Quoth Jeff Green on Sun, Mar 25, 2001:
> If I understand retries correctly, delivery of this message (there were
> approximately 12 that over the 36 hours in question arrived in the queue
> and were ultimately delivered) should have occurred every 15 minutes for
> the first two hours, then at increasing intervals for the next 16 hours,
> and finaly each 8 hours for 4 days.
But if you have queue runs every 30 minutes, it will happen only
every 30 minutes in the beginning. To make it 15, make queue
runs every 15 minutes and set retry time to 10 or so.
> My reading of the log shows that it was
> tried initially, then approximately 3 hours later when another message came
> in for the same domain, which occurred again 4 minutes later. A new message
> was received at 18:54, while the remote domain's host was still down. No
> further delivery attempts seem to have been made for the next 23 hours.
Weird. It should have waited less.

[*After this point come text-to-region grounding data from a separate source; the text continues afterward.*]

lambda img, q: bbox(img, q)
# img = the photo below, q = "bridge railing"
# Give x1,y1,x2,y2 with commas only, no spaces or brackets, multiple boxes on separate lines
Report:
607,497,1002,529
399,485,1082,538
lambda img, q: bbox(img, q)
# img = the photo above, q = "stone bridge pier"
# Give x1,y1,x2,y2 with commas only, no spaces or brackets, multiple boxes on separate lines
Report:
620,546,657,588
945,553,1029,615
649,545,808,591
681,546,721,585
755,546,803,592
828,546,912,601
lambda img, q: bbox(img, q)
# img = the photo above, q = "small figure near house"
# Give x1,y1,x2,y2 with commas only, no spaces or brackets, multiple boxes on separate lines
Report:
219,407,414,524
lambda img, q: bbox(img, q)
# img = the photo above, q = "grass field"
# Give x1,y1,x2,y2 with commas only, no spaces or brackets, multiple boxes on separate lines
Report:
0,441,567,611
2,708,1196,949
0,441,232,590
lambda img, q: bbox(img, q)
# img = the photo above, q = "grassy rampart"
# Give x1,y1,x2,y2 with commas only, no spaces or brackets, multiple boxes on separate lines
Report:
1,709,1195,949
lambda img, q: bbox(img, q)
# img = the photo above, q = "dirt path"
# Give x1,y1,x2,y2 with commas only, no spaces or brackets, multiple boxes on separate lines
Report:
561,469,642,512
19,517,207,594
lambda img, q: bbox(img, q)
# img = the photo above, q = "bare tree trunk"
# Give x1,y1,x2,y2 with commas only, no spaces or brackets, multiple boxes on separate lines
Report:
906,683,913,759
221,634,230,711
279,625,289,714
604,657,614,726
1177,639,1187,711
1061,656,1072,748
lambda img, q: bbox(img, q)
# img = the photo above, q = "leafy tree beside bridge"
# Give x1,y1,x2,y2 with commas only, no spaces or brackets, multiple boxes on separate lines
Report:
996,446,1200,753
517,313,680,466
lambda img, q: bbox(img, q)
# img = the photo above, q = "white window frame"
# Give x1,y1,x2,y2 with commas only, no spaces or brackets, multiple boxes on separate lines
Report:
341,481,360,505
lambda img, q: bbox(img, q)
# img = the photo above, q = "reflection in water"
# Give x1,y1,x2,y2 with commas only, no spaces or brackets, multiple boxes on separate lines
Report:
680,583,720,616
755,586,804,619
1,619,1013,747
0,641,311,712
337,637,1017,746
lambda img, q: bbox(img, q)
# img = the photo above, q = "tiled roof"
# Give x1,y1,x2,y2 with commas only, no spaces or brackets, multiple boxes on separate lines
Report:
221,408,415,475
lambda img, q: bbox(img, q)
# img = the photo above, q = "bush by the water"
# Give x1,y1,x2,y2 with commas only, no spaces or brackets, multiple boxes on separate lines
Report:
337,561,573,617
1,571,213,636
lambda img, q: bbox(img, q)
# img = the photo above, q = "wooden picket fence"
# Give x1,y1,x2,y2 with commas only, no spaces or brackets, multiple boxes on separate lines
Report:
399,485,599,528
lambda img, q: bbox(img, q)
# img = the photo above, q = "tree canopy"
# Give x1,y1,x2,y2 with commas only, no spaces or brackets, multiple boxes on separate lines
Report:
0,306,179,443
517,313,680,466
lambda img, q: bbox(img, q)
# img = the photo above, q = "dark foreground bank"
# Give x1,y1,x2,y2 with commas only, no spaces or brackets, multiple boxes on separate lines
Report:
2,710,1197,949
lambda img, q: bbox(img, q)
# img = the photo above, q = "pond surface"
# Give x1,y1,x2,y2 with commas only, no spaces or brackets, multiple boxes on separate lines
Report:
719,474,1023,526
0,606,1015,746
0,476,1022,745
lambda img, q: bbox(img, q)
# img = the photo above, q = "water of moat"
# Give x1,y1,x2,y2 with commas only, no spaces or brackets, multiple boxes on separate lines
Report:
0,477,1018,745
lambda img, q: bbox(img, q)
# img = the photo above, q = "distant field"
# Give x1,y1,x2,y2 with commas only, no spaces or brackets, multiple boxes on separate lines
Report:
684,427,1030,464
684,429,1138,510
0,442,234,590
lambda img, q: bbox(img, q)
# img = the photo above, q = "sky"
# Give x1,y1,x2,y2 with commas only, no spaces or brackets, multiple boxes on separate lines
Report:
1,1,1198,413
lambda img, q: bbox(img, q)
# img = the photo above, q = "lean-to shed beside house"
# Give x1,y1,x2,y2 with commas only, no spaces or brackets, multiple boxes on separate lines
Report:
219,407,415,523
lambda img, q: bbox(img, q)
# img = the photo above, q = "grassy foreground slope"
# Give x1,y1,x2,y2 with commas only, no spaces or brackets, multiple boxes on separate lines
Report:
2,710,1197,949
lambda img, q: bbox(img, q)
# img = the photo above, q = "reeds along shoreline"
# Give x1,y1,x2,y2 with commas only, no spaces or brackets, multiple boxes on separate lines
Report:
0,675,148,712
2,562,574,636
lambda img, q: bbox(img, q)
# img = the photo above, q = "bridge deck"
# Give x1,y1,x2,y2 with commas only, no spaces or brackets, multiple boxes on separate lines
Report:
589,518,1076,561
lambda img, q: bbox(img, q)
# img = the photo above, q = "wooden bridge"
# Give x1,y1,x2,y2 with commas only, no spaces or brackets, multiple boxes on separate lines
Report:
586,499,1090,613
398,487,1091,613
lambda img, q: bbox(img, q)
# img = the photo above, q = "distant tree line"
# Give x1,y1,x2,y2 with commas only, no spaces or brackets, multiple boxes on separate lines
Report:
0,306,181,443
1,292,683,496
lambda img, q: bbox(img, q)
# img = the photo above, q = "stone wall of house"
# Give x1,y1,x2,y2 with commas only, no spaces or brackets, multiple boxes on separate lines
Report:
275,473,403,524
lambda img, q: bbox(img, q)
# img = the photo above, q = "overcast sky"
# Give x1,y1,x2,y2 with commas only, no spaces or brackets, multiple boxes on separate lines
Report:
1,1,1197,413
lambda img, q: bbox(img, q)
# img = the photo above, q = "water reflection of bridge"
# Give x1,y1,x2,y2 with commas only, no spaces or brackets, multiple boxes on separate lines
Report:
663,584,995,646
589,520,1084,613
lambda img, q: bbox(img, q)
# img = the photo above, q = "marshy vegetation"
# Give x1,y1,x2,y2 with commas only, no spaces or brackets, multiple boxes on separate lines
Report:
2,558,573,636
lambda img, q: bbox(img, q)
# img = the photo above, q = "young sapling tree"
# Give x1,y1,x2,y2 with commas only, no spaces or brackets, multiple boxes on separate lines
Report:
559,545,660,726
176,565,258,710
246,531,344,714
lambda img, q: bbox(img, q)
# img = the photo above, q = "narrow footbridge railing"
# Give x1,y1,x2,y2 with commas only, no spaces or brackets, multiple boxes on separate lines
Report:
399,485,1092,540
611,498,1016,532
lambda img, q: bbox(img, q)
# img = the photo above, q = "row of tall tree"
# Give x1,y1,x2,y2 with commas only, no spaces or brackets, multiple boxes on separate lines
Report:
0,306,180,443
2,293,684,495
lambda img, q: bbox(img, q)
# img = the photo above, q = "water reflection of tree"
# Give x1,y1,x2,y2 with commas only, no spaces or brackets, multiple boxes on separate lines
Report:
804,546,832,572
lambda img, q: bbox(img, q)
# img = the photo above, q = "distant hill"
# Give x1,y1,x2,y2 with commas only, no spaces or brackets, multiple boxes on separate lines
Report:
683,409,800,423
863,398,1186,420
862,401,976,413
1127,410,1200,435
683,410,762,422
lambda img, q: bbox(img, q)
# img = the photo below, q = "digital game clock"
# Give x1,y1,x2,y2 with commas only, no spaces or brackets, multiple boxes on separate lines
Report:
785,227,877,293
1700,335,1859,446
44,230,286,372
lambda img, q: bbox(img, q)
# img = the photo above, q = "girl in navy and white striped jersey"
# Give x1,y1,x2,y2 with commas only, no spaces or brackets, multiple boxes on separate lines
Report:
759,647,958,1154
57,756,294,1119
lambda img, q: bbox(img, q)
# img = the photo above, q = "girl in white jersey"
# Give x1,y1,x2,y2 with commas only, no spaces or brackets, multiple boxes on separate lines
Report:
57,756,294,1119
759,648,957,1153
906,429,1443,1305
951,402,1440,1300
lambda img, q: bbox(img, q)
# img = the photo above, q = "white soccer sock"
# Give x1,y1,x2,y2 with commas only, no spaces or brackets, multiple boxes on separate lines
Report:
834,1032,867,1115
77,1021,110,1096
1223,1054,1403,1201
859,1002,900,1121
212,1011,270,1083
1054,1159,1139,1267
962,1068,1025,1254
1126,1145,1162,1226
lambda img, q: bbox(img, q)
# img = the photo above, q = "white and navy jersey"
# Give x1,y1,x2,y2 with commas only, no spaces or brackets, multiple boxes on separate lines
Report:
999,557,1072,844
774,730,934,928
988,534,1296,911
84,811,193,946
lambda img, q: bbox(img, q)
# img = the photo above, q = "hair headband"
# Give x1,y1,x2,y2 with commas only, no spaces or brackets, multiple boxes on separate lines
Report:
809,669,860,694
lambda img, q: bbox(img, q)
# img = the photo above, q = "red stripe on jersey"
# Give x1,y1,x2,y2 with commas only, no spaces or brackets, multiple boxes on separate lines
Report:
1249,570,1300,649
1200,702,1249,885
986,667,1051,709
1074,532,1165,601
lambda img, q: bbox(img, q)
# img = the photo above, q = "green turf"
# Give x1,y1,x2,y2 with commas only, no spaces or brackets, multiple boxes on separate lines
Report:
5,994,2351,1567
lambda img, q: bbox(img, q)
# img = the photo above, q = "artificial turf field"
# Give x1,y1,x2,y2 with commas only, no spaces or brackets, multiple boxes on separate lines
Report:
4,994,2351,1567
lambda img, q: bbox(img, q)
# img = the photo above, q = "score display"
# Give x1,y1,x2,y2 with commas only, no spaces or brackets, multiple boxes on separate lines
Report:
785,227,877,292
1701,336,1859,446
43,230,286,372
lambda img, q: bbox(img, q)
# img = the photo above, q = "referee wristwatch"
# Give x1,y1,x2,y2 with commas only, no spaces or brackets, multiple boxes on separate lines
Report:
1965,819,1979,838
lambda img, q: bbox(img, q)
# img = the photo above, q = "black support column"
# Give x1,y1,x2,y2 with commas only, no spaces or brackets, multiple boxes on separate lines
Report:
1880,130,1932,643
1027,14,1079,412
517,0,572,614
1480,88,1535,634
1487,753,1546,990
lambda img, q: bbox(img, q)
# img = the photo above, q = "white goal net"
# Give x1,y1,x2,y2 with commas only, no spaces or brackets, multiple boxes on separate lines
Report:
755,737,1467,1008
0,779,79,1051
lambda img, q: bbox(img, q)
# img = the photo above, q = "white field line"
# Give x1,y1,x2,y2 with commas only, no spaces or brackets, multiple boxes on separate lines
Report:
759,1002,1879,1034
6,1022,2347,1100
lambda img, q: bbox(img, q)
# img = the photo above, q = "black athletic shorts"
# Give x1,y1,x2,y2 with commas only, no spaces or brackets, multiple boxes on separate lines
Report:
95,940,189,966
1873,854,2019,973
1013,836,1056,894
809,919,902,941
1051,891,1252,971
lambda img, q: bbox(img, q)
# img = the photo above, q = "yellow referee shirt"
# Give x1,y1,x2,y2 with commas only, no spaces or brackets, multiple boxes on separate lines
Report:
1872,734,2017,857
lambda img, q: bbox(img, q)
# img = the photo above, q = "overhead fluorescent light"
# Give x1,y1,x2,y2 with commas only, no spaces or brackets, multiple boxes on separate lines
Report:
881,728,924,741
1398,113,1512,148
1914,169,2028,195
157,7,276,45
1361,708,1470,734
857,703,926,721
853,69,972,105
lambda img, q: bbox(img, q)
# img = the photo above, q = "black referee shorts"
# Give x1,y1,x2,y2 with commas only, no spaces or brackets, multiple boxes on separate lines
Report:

The first message was
received at 09:51:14, so,if I'm not mistaken, it should have
retried at roughly 12:00, 14:00, 17:00, 21:30, ...
> I can't determine why not.
Grep the manual for delay_after_cutoff.
> The messages were finally delivered by forcing a
> queue run (exim -q) at the console.
-q is not forcing, it's suggesting. It's what run automatically
every time (hey, is the daemon still alive over there?). -qf
should have forced it (or -M).
> otherdomain.com * F,5d,24h
It's not that domain you tried to deliver to, is it?
> Personal Computer Consultant - Las Vegas, Nevada
Do they have UNIX in casinos? ;)
Vadik.
--
Time is an illusion. Lunchtime doubly so.